Spring cleaning

I'm a weak-willed person, and I've strayed far from my goal of writing the great American video game. Here are a couple things I've been working on instead.

GPU-based voxel rendering

I'm a big fan of the pixel art of the 16-bit era, and I thought it'd be a fun experiment popping that style into the third dimension. To that end, I've written a simple low-resolution voxel renderer and modeler.

The renderer draws a cube-shaped shell geometry around the voxmap's bounding cube, drawing the surface with a fragment shader that casts a ray through the body of the cube looking for an opaque voxel.
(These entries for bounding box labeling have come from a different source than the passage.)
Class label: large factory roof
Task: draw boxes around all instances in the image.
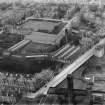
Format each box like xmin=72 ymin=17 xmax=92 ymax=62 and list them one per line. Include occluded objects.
xmin=26 ymin=32 xmax=57 ymax=45
xmin=21 ymin=19 xmax=67 ymax=45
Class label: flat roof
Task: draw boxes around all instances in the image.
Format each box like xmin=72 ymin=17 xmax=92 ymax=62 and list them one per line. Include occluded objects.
xmin=21 ymin=19 xmax=67 ymax=45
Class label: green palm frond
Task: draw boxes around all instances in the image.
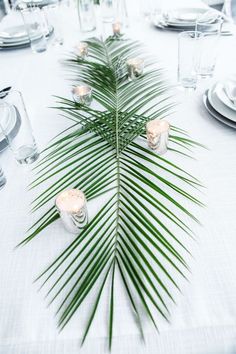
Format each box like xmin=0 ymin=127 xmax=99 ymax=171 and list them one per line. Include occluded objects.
xmin=21 ymin=38 xmax=202 ymax=348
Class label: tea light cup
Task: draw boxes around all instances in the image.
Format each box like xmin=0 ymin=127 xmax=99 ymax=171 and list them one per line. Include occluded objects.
xmin=55 ymin=189 xmax=88 ymax=234
xmin=76 ymin=42 xmax=88 ymax=59
xmin=112 ymin=22 xmax=121 ymax=36
xmin=146 ymin=119 xmax=170 ymax=155
xmin=126 ymin=58 xmax=144 ymax=80
xmin=72 ymin=85 xmax=92 ymax=106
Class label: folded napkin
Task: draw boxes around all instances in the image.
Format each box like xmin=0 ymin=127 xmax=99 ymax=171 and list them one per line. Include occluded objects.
xmin=224 ymin=79 xmax=236 ymax=106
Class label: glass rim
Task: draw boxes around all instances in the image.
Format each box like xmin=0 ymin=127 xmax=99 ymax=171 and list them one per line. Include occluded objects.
xmin=178 ymin=30 xmax=203 ymax=39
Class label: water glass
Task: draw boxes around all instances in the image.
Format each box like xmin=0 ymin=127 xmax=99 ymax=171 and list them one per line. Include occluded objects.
xmin=43 ymin=3 xmax=64 ymax=45
xmin=0 ymin=166 xmax=7 ymax=189
xmin=0 ymin=90 xmax=39 ymax=164
xmin=224 ymin=0 xmax=236 ymax=24
xmin=77 ymin=0 xmax=96 ymax=32
xmin=196 ymin=11 xmax=223 ymax=78
xmin=113 ymin=0 xmax=129 ymax=27
xmin=21 ymin=6 xmax=47 ymax=53
xmin=178 ymin=31 xmax=202 ymax=90
xmin=100 ymin=0 xmax=116 ymax=22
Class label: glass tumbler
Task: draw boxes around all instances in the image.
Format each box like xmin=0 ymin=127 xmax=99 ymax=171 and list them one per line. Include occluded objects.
xmin=196 ymin=11 xmax=223 ymax=78
xmin=100 ymin=0 xmax=116 ymax=22
xmin=77 ymin=0 xmax=96 ymax=32
xmin=178 ymin=31 xmax=202 ymax=90
xmin=21 ymin=6 xmax=47 ymax=53
xmin=0 ymin=166 xmax=7 ymax=189
xmin=0 ymin=90 xmax=39 ymax=164
xmin=43 ymin=3 xmax=64 ymax=45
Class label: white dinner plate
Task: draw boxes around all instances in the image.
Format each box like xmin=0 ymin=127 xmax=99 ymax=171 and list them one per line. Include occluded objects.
xmin=0 ymin=25 xmax=40 ymax=45
xmin=0 ymin=26 xmax=54 ymax=49
xmin=216 ymin=82 xmax=236 ymax=111
xmin=203 ymin=91 xmax=236 ymax=129
xmin=0 ymin=103 xmax=21 ymax=152
xmin=208 ymin=83 xmax=236 ymax=122
xmin=167 ymin=8 xmax=206 ymax=27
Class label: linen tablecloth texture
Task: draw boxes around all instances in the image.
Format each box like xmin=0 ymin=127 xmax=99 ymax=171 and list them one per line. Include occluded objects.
xmin=0 ymin=0 xmax=236 ymax=354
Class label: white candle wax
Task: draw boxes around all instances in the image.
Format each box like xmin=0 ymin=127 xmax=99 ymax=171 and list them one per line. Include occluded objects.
xmin=72 ymin=85 xmax=92 ymax=106
xmin=55 ymin=189 xmax=88 ymax=233
xmin=126 ymin=58 xmax=144 ymax=80
xmin=76 ymin=42 xmax=88 ymax=59
xmin=146 ymin=119 xmax=170 ymax=155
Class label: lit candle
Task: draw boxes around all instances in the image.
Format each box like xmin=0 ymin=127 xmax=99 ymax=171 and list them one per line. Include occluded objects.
xmin=126 ymin=58 xmax=144 ymax=80
xmin=72 ymin=85 xmax=92 ymax=106
xmin=76 ymin=42 xmax=88 ymax=59
xmin=112 ymin=22 xmax=121 ymax=36
xmin=146 ymin=119 xmax=170 ymax=155
xmin=55 ymin=189 xmax=88 ymax=233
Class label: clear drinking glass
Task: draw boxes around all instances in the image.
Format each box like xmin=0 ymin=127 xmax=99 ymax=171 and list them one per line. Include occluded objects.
xmin=113 ymin=0 xmax=129 ymax=27
xmin=223 ymin=0 xmax=236 ymax=24
xmin=21 ymin=6 xmax=47 ymax=53
xmin=100 ymin=0 xmax=116 ymax=22
xmin=77 ymin=0 xmax=96 ymax=32
xmin=0 ymin=166 xmax=7 ymax=189
xmin=0 ymin=90 xmax=39 ymax=164
xmin=43 ymin=3 xmax=64 ymax=45
xmin=178 ymin=31 xmax=202 ymax=90
xmin=196 ymin=11 xmax=223 ymax=78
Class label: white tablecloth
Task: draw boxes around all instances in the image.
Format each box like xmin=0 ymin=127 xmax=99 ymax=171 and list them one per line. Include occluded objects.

A traditional voxel raycaster would sample the voxmap at a constant interval along the ray, perhaps doing trilinear filtering around each sample point to eliminate aliasing. Since I was intentionally going for a blocky look, I instead just sample the rays at every voxel boundary. Once the shader code was done, wrapping it in a nice, Mac-friendly editor program with Cocoa and Objective-C was easy. You can pull the code with:
git clone https://duriansoftware.com/code/Trixel.git.

High-level OpenGL API wrapper for Factor

OpenGL was a great API when graphics accelerators were expensive novelties with a few fixed features, but as GPUs have become more common and more capable, its years of drinking and flirting with different extensions and steering committees haven't been kind to it. Even with the tummy tucks and chest lifts of OpenGL 3, its warts and wrinkles still seep through. But despite its age, OpenGL still does its job, and it's the only graphics API choice for anything that might run on anything other than a PC or XBox. It should be possible to give OpenGL an object-oriented veneer to hide the state-machine monster underneath. And in a high-level language implementation like SBCL or Factor with expressive metaprogramming and compiler optimizations, we should even be able to minimize the run-time cost of using that veneer. I've written such a library for Factor, which is available in the Factor distribution as the gpu set of libraries, complete with docs and demos.

To put my library through its paces, I knocked out a couple demos. First, a port of the Stanford Bunny demo:

Second, a take on the classic Amiga raytracer demo, but in real time using GPU acceleration:

Check out the code for gpu.demos.bunny and gpu.demos.raytrace from the Factor git repo. The library makes it easy to load and interactively update shaders, define binary formats for GPU vertex buffers, and feed parameters to shader code using Factor objects. Along with Factor's game framework libraries, you can knock out non-trivial graphics demos with only a few hundred lines of new Factor code.